Friday, 14 Oct 1994 Washington, DC
1. 1994 NOBEL PRIZE IS WON FOR DEVELOPMENT OF NEUTRON SCATTERING!
The prize was shared by Bertram Brockhouse of McMaster University
for neutron spectroscopy, and Clifford Shull of MIT for neutron
diffraction. It was based on work they did nearly a half century
ago, but neutron scattering has since become indispensable in the
study of light-atom crystallography, atomic motion in solids, and
magnetic materials. Ironically, Nobel recognition comes as rumors
circulate that DOE has dropped the Advanced Neutron Source from
its FY96 asking budget; Congress rejected DOE's request for funds
to begin construction of the troubled reactor in the current year
(WN 1 Jul 94). It's been ten years
since the Seitz-Eastman panel
ranked ANS as the second-highest priority for materials science
facilities, behind a 6 GeV synchrotron photon source (WN 3 Aug
84). The Advanced Photon Source is nearing completion at Argonne
National Laboratory; it is ahead of schedule and within budget.
2. COURT UPHOLDS NSF'S POLICY OF WITHHOLDING NAMES OF REVIEWERS!
A year ago, an NSF panel rejected a proposal from Dynamic In Situ
Geotechnical Testing, Inc. to evaluate a device for testing soil
stability in earthquake prone areas. Wanda Henke, the president
of the company, wanted to know who found fault (so to speak) with
her proposal. In spite of assurances of confidentially, NSF
provided her with a list of the 12 panel members(!), but declined
to identify the four that drafted written evaluations; naturally,
Henke went to court. It was the first test of whether a federal
agency could withhold, under the Privacy Act, names of reviewers
who evaluate grant proposals. A District Court judge ruled that
NSF acted properly under an exemption to the Federal Privacy Act
protecting identities of persons who evaluate federal contracts.
3. A DOE "TASK FORCE ON STRATEGIC ENERGY RESEARCH & DEVELOPMENT"

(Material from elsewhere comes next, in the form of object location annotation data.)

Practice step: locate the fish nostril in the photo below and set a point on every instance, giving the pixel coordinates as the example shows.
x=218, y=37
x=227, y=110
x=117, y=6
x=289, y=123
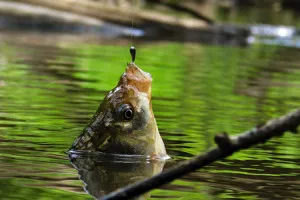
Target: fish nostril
x=128, y=114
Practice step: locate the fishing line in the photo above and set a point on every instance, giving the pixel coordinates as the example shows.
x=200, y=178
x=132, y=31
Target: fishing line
x=132, y=49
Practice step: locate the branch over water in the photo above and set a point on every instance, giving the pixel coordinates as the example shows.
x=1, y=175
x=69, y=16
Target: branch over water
x=227, y=145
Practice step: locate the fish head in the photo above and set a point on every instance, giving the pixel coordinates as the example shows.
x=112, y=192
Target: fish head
x=124, y=122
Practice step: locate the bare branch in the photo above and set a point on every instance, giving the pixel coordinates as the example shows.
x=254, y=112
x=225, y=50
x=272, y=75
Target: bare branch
x=227, y=145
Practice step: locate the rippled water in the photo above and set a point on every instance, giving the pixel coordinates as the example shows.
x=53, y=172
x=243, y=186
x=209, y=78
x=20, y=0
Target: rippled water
x=51, y=85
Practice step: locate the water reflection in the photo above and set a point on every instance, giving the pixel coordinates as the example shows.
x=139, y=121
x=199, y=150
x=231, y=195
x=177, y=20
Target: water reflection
x=104, y=173
x=49, y=91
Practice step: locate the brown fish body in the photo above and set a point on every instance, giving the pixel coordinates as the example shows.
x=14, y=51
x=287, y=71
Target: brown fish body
x=124, y=122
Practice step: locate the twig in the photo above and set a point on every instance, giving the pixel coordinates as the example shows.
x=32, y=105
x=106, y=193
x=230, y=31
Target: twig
x=227, y=145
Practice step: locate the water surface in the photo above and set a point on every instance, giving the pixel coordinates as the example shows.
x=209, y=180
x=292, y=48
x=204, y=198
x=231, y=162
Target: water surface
x=50, y=86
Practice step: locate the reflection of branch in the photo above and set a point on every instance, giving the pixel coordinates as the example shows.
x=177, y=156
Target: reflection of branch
x=181, y=8
x=227, y=145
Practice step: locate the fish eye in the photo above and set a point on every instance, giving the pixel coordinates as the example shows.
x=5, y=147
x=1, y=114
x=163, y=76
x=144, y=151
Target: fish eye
x=126, y=111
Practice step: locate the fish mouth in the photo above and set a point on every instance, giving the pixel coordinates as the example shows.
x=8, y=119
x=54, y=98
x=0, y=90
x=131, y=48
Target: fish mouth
x=136, y=78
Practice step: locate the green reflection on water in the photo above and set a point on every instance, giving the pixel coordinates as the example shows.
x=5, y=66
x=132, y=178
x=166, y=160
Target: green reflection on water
x=49, y=93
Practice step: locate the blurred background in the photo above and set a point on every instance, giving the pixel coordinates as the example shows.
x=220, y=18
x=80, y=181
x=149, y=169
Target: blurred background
x=217, y=65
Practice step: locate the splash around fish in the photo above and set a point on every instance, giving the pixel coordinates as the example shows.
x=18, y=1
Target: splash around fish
x=124, y=123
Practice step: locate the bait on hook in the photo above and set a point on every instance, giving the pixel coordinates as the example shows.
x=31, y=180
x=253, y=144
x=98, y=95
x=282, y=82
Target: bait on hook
x=132, y=52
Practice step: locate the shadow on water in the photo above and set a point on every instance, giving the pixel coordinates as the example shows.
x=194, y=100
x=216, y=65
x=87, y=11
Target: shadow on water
x=51, y=84
x=103, y=173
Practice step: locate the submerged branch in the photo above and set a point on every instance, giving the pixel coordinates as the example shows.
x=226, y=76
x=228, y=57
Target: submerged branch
x=227, y=145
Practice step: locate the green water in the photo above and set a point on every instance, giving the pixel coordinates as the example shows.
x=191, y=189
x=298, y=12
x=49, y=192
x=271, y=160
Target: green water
x=49, y=91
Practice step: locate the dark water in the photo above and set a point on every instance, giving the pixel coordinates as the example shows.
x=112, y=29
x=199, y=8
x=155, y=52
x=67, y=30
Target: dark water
x=50, y=85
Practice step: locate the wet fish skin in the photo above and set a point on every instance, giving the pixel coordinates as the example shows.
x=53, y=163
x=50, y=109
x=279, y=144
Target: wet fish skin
x=110, y=131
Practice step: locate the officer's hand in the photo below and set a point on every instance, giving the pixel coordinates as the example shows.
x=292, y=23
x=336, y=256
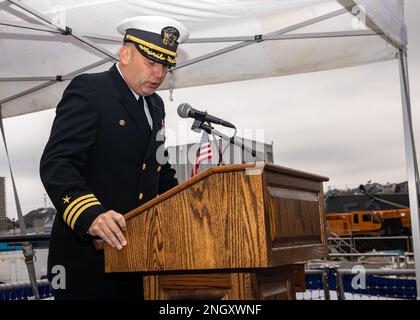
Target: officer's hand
x=108, y=226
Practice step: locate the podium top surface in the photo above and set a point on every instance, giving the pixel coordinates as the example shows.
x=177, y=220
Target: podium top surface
x=255, y=168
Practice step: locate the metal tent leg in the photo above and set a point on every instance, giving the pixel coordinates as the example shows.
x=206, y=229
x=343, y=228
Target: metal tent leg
x=411, y=163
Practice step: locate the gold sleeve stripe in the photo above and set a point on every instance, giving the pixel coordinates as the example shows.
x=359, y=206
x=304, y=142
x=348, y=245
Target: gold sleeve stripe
x=74, y=202
x=90, y=204
x=76, y=207
x=150, y=45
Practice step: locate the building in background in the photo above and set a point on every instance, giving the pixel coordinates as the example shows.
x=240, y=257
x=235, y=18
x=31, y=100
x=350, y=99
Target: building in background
x=3, y=219
x=182, y=157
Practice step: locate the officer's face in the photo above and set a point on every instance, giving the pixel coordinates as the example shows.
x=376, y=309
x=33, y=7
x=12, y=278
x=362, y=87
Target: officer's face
x=144, y=75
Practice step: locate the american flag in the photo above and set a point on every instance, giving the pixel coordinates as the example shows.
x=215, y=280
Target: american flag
x=203, y=153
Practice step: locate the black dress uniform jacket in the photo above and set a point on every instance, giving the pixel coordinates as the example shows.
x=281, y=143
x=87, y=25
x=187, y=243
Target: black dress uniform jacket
x=100, y=156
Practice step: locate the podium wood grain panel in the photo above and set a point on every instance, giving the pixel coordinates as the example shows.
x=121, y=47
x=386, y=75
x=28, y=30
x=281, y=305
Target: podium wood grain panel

has been named by Secretary Hazel O'Leary. The Secretary wants
an independent assessment of DOE's $1.8B portfolio of applied
energy R&D programs. The high-level panel is chaired by Daniel
Yergin, President of Cambridge Energy Research Associates and
author of the Pulitzer Prize winning book, "The Prize: The Epic
Quest for Oil, Money and Power." There is ample representation
of "oil, money and power" on the 31-member task force. Only five
could be classified as academics and only three mention research
in their biographies, including Mark Ross, professor of physics,
University of Michigan, and David Shirley, VP at Penn State, a
physical chemist. At the first meeting on Wednesday, Secretary
O'Leary asked the panel for an interim report on DOE priorities
by 1 June 1995 as part of a new National Energy Policy Plan.
4. DOD LOOKS TO COMMERCIAL SECTOR FOR CUTTING EDGE TECHNOLOGIES!
In the preface to "Defense Science & Technology Strategy," John
Deutch, Deputy Secretary of Defense, acknowledges that DOD must
increasingly rely on commercially derived products for its needs.